Students will employ techniques like mural design, storytelling, pop-up installations, public events and performance to advance a community’s vision and nurture vibrant, socially responsive and just places. The minor is a collaboration between the School of Architecture, Planning and Preservation and the College of Arts and Humanities. It is part of the University of Maryland Arts for All initiative, which leverages the combined power of the arts, technology and social justice.

“This minor brings together the university and diverse communities for important conversations about local issues and shows the power of using creativity and artistic expression to spark positive change,” said Arts for All Director Patrick Warfield. “It truly embodies our vision for Arts for All.”

Coined by the National Endowment for the Arts in 2010, “creative placemaking” is the collaboration of artists and designers with local residents and stakeholders to address community challenges and opportunities. Navigating the process with students allows them to practice the essential relationship-building, dialogue and collaborative decision-making involved in addressing a community’s needs and aspirations, said Professor of Architecture Ronit Eisenbach.

“We want our students to engage in a spatial practice that sparks inquiry and fosters relationships in place,” said Eisenbach, who will serve as the program’s director. “This program will help students leverage and expand skills beyond their discipline to build on and strengthen the assets our local communities already have in meaningful ways.”

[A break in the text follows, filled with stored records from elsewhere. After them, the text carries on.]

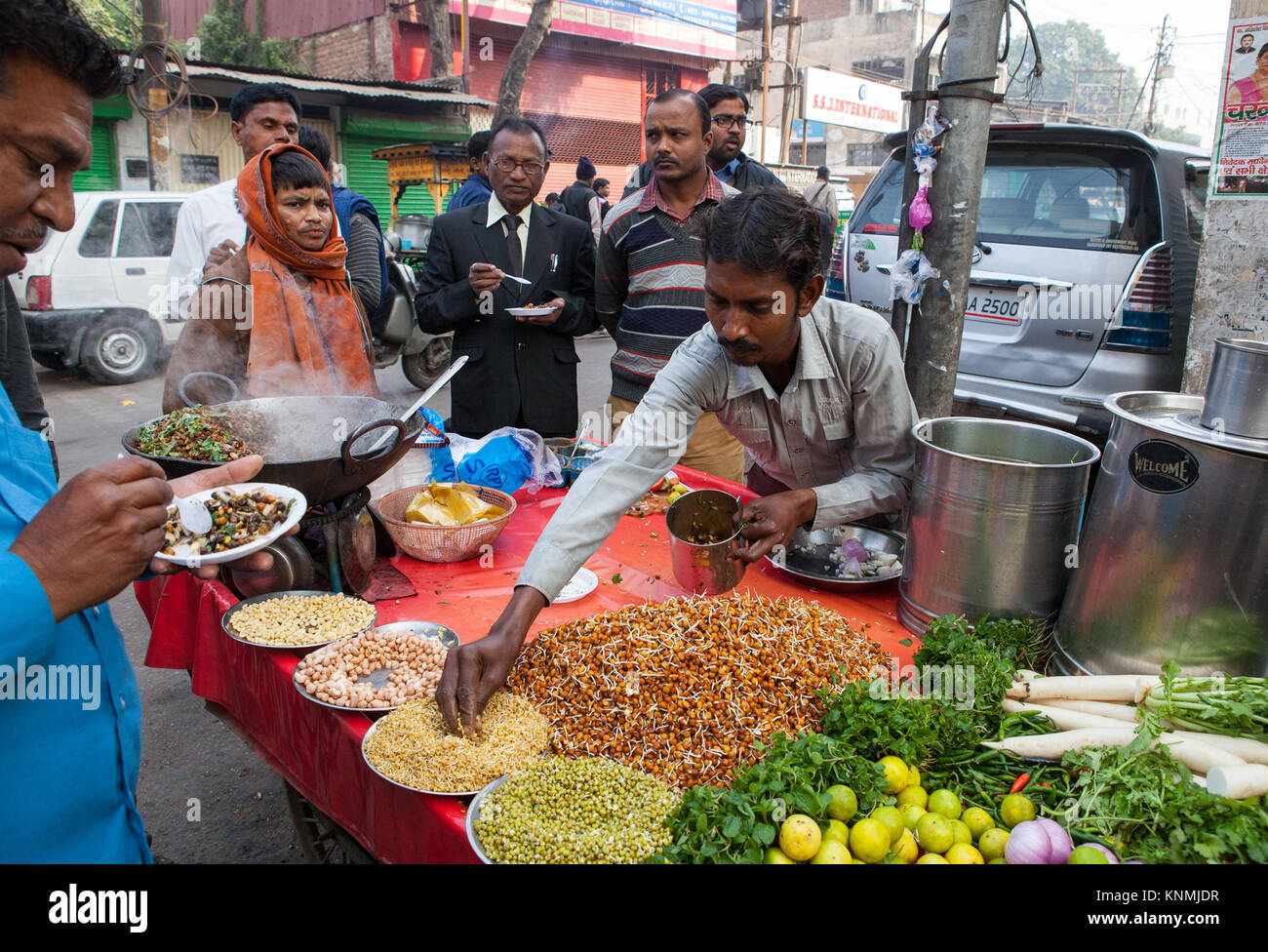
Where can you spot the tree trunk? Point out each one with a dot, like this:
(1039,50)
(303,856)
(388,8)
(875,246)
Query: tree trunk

The minor is rooted in over 20 years of community work by Eisenbach and university and professional colleagues. In 2018, she launched a joint public impact design studio and creative placemaking seminar to bring together undergraduate students and faculty with area professionals and neighborhood stakeholders on collaborative, community projects.

The minor will initially offer two concentrations—spatial design and visual arts—geared to undergraduates studying architecture and studio art, with plans to expand to students in programs such as performance art, art history, creative writing and landscape architecture. Students will work in the studio and in diverse, local communities—including those that stand to be impacted by the construction of Maryland’s Purple Line, like Riverdale, Takoma Park, Langley Park and Lakeland—to advance community goals, protect and celebrate identity and spur equitable economic development.

Assistant Professor of Art Brandon Donahue, who will lead the studio art concentration, said he is excited for students to see how their skills can contribute beyond the classroom to affirming a sense of place and community.

“Art no longer stays neatly into the gallery and architects don’t only design buildings,” he said. “We both see space for what is there, what is not there and what could be. Through public collaboration, artists and designers can act as civic and cultural leaders.”

Eisenbach and Donahue plan to further strengthen relationships developed over many years between the university and community members. For instance, a mural concept for Riverdale’s Sarvis Cafe, developed last year by Eisenbach’s placemaking studio and area community stakeholders, will become a reality this fall through Donahue’s art studio, the latest project to emerge from a multi-year university-community partnership in Riverdale.

“The students’ creativity has helped us to think out of the box and figure out what works best for the community,” said Patricia Parker, the executive director of the Central Kenilworth Avenue Revitalization Group, who is leading community-university efforts in Riverdale. “I think these types of projects not only expose students to working with diverse and unique communities, but they also help them think about what’s buildable and what will work.”